The University of California at Berkeley is home to a storage project that has a breathtaking vision. OceanStore provides a consistent, highly-available, and durable storage utility atop an infrastructure comprised of untrusted servers.
The project has been underway for some years and has an infrastructure of research studies and papers and downloadable code.
The project overview says that any computer can join the infrastructure, contributing storage or providing local user access in exchange for economic compensation. Users need only subscribe to a single OceanStore service provider, although they may consume storage and bandwidth from many different providers. The providers automatically buy and sell capacity and coverage among themselves, transparently to the users. The utility model thus combines the resources from federated systems to provide a quality of service higher than that achievable by any single company.
OceanStore caches data promiscuously; any server may create a local replica of any data object. These local replicas provide faster access and robustness to network partitions. They also reduce network congestion by localizing access traffic.
We must assume that any server in the infrastructure may crash, leak information, or become compromised. Promiscuous caching therefore requires redundancy and cryptographic techniques to protect the data from the servers upon which it resides.
OceanStore employs a Byzantine-fault tolerant commit protocol to provide strong consistency across replicas. The OceanStore API also allows applications to weaken their consistency restrictions in exchange for higher performance and availability.
A version-based archival storage system provides durability which exceeds today's best by orders of magnitude. OceanStore stores each version of a data object in a permanent, read-only form, which is encoded with an erasure code and spread over hundreds or thousands of servers.
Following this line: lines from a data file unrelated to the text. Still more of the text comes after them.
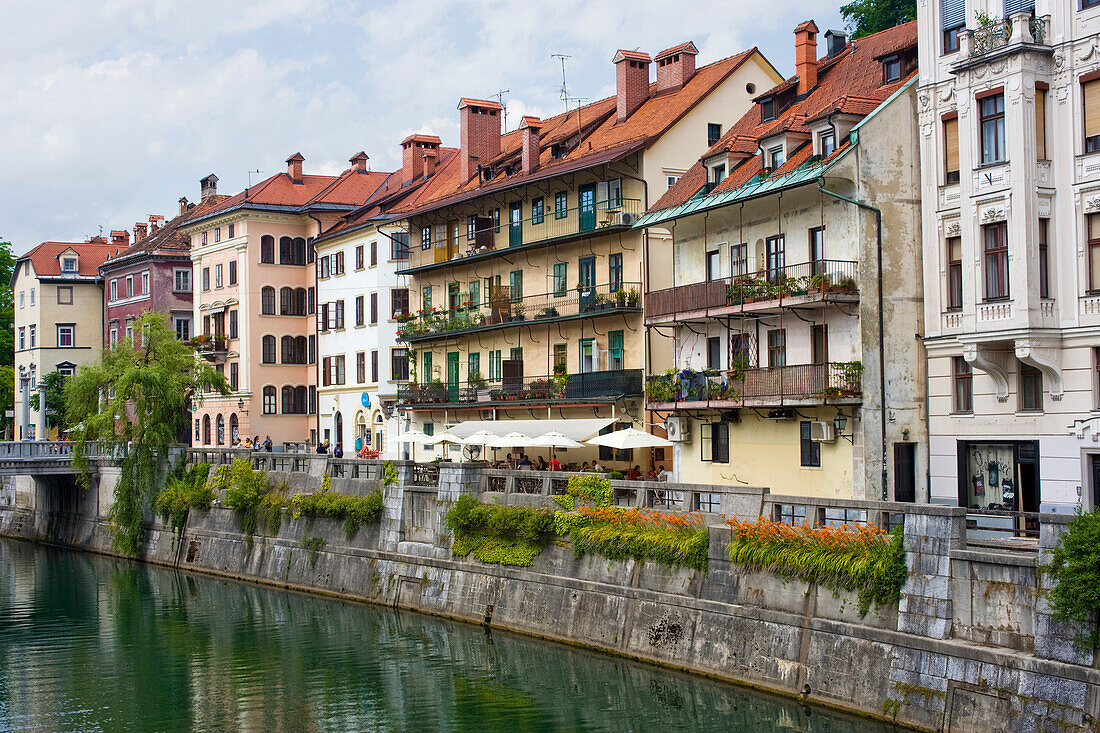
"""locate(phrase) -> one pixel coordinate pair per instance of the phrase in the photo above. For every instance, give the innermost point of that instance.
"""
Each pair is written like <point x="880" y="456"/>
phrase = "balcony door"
<point x="452" y="375"/>
<point x="516" y="223"/>
<point x="586" y="209"/>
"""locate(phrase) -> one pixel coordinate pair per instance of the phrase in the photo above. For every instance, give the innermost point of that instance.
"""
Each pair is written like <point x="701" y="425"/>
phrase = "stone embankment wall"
<point x="970" y="646"/>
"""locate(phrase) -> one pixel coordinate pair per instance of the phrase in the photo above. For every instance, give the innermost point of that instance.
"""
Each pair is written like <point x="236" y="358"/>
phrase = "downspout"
<point x="882" y="364"/>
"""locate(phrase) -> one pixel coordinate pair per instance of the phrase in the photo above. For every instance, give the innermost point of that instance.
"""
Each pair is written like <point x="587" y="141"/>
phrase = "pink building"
<point x="255" y="299"/>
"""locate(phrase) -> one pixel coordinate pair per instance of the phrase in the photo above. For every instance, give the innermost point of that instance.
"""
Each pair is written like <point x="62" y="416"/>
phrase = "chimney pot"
<point x="675" y="66"/>
<point x="359" y="161"/>
<point x="294" y="167"/>
<point x="805" y="56"/>
<point x="631" y="81"/>
<point x="479" y="134"/>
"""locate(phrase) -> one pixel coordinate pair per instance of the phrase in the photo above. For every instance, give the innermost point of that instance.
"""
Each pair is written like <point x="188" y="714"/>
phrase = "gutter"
<point x="882" y="359"/>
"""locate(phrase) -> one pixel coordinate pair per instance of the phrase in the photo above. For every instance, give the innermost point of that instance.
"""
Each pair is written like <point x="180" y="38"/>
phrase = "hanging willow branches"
<point x="133" y="404"/>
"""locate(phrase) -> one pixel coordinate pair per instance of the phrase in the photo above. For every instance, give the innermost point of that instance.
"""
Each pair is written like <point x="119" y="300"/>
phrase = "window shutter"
<point x="1040" y="124"/>
<point x="952" y="145"/>
<point x="953" y="13"/>
<point x="1091" y="93"/>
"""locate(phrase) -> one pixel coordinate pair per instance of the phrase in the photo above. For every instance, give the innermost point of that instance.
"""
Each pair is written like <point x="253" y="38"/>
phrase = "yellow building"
<point x="525" y="273"/>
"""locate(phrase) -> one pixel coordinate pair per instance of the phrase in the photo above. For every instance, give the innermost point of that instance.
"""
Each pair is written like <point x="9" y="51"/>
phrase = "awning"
<point x="578" y="429"/>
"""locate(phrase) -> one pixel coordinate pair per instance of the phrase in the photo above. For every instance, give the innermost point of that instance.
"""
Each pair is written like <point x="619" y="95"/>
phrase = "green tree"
<point x="868" y="17"/>
<point x="53" y="385"/>
<point x="133" y="402"/>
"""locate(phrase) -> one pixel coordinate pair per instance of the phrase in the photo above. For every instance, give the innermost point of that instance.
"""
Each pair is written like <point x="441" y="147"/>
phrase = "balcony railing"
<point x="490" y="238"/>
<point x="766" y="385"/>
<point x="809" y="281"/>
<point x="213" y="348"/>
<point x="569" y="387"/>
<point x="501" y="309"/>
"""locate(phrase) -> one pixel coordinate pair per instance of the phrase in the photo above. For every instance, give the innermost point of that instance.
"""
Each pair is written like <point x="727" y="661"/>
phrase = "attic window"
<point x="891" y="69"/>
<point x="767" y="109"/>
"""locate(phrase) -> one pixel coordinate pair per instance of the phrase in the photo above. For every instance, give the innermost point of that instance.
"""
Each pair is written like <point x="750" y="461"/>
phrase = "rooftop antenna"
<point x="504" y="111"/>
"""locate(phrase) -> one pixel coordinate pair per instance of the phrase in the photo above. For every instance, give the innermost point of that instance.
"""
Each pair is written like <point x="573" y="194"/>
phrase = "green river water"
<point x="89" y="643"/>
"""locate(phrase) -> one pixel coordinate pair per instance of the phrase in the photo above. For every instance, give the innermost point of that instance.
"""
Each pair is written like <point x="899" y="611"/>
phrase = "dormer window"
<point x="891" y="69"/>
<point x="767" y="110"/>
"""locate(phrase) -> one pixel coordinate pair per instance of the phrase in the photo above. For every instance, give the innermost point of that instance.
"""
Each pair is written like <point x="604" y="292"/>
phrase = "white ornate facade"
<point x="1012" y="316"/>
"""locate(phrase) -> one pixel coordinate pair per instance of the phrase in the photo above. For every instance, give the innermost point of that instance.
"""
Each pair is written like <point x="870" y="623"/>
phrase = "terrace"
<point x="836" y="383"/>
<point x="804" y="285"/>
<point x="502" y="310"/>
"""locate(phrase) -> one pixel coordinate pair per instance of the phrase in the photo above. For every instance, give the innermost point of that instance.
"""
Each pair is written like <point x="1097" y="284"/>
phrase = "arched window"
<point x="267" y="301"/>
<point x="268" y="350"/>
<point x="268" y="401"/>
<point x="267" y="249"/>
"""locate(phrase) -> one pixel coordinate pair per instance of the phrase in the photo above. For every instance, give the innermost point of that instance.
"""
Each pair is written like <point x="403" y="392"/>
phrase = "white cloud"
<point x="116" y="109"/>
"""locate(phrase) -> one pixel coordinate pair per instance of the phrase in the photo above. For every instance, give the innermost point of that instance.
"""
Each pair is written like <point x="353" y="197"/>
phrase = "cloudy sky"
<point x="113" y="110"/>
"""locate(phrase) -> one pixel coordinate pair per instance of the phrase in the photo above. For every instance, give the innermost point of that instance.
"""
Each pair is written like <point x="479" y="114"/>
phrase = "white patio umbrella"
<point x="629" y="438"/>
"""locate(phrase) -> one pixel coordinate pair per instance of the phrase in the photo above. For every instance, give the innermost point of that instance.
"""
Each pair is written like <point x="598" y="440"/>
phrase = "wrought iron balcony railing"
<point x="557" y="387"/>
<point x="813" y="281"/>
<point x="488" y="237"/>
<point x="766" y="385"/>
<point x="501" y="309"/>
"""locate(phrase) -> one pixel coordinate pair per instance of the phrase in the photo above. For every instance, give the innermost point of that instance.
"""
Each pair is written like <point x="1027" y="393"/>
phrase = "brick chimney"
<point x="531" y="128"/>
<point x="675" y="66"/>
<point x="359" y="162"/>
<point x="414" y="150"/>
<point x="805" y="56"/>
<point x="631" y="81"/>
<point x="294" y="167"/>
<point x="479" y="134"/>
<point x="209" y="187"/>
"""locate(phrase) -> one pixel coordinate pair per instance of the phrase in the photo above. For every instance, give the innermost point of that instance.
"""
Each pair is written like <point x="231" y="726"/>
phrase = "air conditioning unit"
<point x="678" y="429"/>
<point x="822" y="431"/>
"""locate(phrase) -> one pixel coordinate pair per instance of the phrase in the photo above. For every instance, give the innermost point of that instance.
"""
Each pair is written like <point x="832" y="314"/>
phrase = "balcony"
<point x="835" y="383"/>
<point x="493" y="240"/>
<point x="517" y="391"/>
<point x="211" y="348"/>
<point x="503" y="310"/>
<point x="807" y="284"/>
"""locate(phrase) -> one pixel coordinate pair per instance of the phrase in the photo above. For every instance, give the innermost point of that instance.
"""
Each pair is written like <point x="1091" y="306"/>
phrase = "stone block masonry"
<point x="944" y="658"/>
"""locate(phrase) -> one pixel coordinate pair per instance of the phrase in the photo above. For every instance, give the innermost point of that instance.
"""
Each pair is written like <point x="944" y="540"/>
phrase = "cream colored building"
<point x="795" y="354"/>
<point x="58" y="319"/>
<point x="1010" y="149"/>
<point x="525" y="272"/>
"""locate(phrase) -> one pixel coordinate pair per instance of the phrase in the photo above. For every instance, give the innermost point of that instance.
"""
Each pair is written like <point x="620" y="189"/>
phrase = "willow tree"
<point x="133" y="403"/>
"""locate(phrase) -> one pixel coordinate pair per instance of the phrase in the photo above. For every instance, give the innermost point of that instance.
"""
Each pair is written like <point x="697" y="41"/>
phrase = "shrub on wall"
<point x="508" y="535"/>
<point x="1075" y="569"/>
<point x="616" y="533"/>
<point x="864" y="559"/>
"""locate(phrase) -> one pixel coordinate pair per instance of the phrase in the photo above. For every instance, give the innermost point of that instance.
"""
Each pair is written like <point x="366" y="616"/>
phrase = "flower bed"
<point x="864" y="558"/>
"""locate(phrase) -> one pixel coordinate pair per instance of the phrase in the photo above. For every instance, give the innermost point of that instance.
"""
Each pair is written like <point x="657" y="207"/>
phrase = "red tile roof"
<point x="602" y="139"/>
<point x="850" y="83"/>
<point x="90" y="254"/>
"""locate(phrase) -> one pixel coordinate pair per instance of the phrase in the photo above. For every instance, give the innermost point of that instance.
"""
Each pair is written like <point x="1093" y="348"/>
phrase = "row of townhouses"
<point x="876" y="277"/>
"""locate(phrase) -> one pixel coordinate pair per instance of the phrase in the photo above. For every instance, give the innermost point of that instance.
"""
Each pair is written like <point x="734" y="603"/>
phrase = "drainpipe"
<point x="882" y="364"/>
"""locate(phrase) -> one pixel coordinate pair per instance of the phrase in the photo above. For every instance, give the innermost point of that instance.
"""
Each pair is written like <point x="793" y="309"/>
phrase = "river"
<point x="89" y="643"/>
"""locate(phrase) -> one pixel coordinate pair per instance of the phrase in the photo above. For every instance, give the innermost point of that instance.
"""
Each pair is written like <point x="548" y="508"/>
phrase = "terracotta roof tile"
<point x="850" y="83"/>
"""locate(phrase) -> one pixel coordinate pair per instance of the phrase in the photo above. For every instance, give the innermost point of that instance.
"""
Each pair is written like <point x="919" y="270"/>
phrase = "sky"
<point x="113" y="110"/>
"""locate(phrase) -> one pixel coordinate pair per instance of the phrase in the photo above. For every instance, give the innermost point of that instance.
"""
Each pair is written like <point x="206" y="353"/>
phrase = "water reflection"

A small subset of the encoded fragments are sufficient to reconstruct the archived object; only a global-scale disaster could disable enough machines to destroy the archived object.
The OceanStore introspection layer adapts the system to improve performance and fault tolerance. Internal event monitors collect and analyse information such as usage patterns, network activity, and resource availability. OceanStore can then adapt to regional outages and denial of service attacks, pro-actively migrate data towards areas of use and maintain sufficiently high levels of data redundancy.
Many components of OceanStore are already functioning in isolation. A complete prototype is currently under development.
PowerPoint presentations and many technical papers are available for inspection from the project's URL. A key aspect of it is global-scale persistent storage with local access. This will be achieved through:
- A “planetary-scale” information utilities infrastructure which is transparent and always active
- Extensive use of redundancy of hardware and data devices that negotiate their interfaces automatically
- Elements that tune, repair, and maintain themselves. (Shades of IBM's autonomic computing idea and HP's adaptive infrastructure here)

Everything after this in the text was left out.